To address this challenge, Hugging Face introduces the Agent Intelligence Body Ranking. The Leaderboard utilizes Galileo's Tool Selection Quality (TSQ) metric to evaluate the performance of different Large Language Models (LLMs) in handling tool-based interactions, thus providing a clear reference for developers.

: Hugging Face Agent Intelligent Body Ranking

Hugging Face built this ranking to answer the central question, "How well do AI intelligences actually perform in real business environments?" Academic benchmarks are important, but they focus on technical capabilities, while Hugging Face focuses more on which models are actually applicable to a variety of real-world use cases.

Unique Features of Hugging Face Agent Intelligent Body Assessment Leaderboards

Current mainstream evaluation frameworks usually focus on specific domains. For example, BFCL excels in academic domains such as math, entertainment, and education; τ-bench focuses on industry-specific scenarios such as retail and airlines; xLAM covers 21 data-generation domains; and ToolACE focuses on API interactions across 390 domains. Hugging Face's leaderboard is unique in that it integrates these datasets into a comprehensive evaluation framework designed to cover a wider range of domains and real-world use cases.

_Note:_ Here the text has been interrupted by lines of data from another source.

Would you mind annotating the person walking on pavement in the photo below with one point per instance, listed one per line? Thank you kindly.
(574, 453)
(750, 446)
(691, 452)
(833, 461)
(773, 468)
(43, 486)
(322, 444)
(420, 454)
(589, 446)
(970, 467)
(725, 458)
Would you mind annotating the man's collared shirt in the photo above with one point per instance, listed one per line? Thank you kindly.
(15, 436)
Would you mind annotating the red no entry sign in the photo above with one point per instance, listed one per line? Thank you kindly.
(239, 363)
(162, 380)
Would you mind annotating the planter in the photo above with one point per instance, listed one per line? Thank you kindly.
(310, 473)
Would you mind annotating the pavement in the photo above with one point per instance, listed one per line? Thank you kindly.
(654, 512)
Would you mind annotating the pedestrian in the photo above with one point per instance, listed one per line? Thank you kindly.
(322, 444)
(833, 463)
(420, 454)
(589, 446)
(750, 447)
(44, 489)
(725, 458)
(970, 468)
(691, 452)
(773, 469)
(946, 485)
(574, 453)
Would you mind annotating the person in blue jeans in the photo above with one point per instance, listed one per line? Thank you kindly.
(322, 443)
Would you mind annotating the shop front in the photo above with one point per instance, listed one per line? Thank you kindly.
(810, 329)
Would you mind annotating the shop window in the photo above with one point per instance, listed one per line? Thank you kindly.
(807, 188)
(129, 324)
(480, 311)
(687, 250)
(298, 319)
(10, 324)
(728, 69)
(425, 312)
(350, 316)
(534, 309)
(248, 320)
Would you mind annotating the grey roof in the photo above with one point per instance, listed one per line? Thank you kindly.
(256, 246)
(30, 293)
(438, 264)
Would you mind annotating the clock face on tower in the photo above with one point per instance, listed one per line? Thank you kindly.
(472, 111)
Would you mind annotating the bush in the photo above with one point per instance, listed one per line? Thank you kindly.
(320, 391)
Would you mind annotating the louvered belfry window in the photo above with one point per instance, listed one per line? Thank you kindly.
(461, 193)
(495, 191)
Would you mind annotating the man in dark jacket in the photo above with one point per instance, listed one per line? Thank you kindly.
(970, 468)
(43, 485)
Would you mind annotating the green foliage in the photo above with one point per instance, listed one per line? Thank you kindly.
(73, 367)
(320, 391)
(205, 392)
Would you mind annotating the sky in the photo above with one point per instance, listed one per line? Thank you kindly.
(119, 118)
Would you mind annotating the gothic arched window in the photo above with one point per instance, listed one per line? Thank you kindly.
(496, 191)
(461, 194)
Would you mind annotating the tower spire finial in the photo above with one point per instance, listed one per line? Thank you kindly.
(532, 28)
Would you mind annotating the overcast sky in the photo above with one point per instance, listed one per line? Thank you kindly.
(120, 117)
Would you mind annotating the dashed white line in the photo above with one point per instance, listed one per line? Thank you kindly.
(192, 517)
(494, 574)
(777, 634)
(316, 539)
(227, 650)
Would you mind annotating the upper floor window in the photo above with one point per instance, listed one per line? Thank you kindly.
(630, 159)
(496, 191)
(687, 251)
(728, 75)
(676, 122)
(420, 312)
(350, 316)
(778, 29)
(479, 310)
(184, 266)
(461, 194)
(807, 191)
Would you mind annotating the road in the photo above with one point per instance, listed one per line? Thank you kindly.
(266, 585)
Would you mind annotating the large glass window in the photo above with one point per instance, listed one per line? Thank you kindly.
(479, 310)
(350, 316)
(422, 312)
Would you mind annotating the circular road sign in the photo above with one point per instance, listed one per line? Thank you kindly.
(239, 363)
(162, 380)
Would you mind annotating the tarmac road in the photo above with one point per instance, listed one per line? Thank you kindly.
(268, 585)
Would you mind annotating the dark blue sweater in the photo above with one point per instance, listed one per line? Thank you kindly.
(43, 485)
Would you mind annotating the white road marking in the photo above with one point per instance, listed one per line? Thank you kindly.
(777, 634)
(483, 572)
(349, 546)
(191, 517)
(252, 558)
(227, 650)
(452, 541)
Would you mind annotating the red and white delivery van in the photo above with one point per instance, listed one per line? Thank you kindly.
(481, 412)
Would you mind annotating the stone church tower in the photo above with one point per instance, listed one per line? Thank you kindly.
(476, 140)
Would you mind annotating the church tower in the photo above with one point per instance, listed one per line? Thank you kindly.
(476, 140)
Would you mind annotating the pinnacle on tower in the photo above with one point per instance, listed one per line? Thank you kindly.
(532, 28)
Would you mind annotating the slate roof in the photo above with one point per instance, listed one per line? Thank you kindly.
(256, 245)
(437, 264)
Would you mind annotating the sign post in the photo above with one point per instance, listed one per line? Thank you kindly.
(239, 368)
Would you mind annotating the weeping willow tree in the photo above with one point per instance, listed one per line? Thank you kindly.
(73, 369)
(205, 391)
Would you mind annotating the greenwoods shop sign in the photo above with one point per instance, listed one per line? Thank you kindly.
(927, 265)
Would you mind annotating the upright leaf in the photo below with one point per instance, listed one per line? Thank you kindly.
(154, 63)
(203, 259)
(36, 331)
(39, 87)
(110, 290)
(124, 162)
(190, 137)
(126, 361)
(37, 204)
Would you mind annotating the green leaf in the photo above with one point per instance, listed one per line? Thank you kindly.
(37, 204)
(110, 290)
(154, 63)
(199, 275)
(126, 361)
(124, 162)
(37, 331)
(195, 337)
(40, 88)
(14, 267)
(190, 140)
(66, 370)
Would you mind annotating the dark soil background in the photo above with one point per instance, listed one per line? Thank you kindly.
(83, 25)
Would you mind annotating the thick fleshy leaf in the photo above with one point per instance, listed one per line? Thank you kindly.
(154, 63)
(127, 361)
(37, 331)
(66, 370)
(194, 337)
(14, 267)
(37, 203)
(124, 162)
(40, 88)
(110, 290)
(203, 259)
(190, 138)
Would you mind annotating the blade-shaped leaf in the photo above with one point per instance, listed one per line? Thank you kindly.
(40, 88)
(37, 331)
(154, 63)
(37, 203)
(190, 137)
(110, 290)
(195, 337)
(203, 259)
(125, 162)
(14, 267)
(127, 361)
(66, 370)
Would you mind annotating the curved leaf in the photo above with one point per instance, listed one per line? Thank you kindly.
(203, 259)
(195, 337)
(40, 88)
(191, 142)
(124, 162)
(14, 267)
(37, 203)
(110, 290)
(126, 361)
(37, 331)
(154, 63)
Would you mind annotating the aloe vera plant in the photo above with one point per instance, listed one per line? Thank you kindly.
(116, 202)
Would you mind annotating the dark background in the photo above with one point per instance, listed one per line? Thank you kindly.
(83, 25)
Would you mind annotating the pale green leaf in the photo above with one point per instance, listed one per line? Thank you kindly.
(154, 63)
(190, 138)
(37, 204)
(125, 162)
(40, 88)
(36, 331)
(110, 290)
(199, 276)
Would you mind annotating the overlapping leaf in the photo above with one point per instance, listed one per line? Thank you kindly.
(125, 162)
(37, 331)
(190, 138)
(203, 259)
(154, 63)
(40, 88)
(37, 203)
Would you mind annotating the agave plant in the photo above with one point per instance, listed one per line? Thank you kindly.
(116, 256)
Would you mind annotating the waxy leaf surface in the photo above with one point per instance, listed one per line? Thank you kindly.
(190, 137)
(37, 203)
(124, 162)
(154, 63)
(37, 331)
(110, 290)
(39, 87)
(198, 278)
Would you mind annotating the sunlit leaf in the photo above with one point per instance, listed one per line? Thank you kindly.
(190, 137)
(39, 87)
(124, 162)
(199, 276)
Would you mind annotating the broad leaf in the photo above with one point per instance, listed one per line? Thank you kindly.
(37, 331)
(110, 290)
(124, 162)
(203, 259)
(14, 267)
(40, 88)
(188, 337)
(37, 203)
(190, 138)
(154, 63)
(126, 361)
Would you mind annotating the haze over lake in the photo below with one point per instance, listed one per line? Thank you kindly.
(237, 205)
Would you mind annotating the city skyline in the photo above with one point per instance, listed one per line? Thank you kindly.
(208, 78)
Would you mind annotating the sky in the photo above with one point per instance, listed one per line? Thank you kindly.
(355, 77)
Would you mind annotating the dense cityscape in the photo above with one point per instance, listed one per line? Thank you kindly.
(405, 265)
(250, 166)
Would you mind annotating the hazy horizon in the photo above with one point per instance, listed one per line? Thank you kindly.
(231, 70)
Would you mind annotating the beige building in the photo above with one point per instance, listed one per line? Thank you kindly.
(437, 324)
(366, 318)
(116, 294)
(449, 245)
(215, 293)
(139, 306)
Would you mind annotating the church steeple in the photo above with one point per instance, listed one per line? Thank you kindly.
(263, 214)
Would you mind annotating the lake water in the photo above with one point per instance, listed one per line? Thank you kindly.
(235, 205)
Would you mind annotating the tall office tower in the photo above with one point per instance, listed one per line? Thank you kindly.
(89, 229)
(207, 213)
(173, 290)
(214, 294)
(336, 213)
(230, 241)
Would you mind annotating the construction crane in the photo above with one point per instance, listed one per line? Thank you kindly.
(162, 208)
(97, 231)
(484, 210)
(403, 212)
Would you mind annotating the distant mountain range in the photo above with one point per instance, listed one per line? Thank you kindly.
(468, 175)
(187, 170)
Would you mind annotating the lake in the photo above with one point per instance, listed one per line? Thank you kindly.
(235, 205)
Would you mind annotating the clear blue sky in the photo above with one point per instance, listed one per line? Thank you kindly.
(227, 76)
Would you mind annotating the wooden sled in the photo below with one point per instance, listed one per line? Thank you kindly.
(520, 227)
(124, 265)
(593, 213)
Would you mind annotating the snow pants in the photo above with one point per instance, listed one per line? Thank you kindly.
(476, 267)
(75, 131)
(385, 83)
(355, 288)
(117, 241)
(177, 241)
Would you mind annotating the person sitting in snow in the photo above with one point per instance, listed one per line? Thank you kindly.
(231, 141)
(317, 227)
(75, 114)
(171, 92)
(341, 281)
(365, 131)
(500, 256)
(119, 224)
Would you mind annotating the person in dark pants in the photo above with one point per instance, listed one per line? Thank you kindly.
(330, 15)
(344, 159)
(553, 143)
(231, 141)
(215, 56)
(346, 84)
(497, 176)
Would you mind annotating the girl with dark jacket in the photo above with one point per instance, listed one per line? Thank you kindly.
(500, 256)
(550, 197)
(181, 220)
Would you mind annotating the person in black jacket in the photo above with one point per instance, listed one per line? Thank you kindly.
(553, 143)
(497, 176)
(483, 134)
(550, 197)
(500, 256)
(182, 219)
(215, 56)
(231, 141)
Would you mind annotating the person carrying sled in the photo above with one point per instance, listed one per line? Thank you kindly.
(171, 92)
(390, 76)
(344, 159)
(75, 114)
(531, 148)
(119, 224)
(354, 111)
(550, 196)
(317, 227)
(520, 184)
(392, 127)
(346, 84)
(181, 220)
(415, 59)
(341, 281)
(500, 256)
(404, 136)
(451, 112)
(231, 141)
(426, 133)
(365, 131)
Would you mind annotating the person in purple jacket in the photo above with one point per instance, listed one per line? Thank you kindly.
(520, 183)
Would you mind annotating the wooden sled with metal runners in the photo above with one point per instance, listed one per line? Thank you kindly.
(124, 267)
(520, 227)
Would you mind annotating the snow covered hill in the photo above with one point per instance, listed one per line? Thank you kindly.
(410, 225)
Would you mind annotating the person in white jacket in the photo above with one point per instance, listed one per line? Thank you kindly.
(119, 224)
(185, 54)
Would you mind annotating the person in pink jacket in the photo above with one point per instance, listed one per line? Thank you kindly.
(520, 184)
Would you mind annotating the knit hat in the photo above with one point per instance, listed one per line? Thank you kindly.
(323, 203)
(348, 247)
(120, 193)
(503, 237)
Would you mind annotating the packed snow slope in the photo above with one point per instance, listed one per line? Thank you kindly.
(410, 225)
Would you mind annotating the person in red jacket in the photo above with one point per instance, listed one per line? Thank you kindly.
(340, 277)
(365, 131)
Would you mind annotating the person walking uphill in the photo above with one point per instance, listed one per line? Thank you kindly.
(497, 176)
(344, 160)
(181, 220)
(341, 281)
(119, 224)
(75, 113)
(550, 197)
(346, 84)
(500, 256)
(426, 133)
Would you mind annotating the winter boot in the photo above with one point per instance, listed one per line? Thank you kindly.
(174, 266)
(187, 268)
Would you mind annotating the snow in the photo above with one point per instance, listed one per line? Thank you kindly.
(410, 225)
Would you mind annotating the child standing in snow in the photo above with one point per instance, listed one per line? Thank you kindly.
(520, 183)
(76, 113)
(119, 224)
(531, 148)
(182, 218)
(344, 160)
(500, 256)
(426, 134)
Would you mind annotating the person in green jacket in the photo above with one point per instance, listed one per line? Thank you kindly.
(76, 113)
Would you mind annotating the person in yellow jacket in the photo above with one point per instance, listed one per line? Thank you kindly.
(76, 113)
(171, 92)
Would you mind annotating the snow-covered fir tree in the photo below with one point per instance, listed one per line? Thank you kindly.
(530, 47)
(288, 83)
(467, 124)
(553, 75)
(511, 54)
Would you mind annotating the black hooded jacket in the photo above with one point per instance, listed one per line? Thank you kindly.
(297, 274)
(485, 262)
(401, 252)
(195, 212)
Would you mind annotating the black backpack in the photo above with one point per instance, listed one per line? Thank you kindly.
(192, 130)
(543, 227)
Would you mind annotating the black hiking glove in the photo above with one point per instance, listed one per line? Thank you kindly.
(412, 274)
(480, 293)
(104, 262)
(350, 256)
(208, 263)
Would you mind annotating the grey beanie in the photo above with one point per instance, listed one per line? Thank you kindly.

By integrating विविध benchmarks and test scenarios, Hugging Face's leaderboards not only provide an assessment of a model's technical capabilities, but also focus on providing actionable insight into how the model handles edge cases and security considerations. Hugging Face also delves into multiple factors such as cost-effectiveness, implementation guidelines, and business impact - all of which are critical for organizations looking to deploy AI intelligences. With this ranking, Hugging Face hopes to help enterprise teams more accurately pinpoint the AI intelligences model that best meets their specific needs, taking into account the constraints of real-world applications.

Given the frequency of new Large Language Model (LLM) releases, Hugging Face plans to update the leaderboard benchmarks on a monthly basis to ensure that it stays current with rapidly evolving modeling technologies.

Key findings

Hugging Face's in-depth analysis of 17 leading Large Language Models (LLMs) reveals interesting patterns in the way AI intelligences approach real-world tasks. Hugging Face conducted comprehensive stress tests on both private and open source models across 14 different benchmarks, evaluating dimensions ranging from simple API calls to complex multi-tool interactions.

Large Language Model (LLM) Rankings

Hugging Face's evaluation results challenge traditional perceptions of model performance and provide a valuable practical reference for teams that are building AI intelligences.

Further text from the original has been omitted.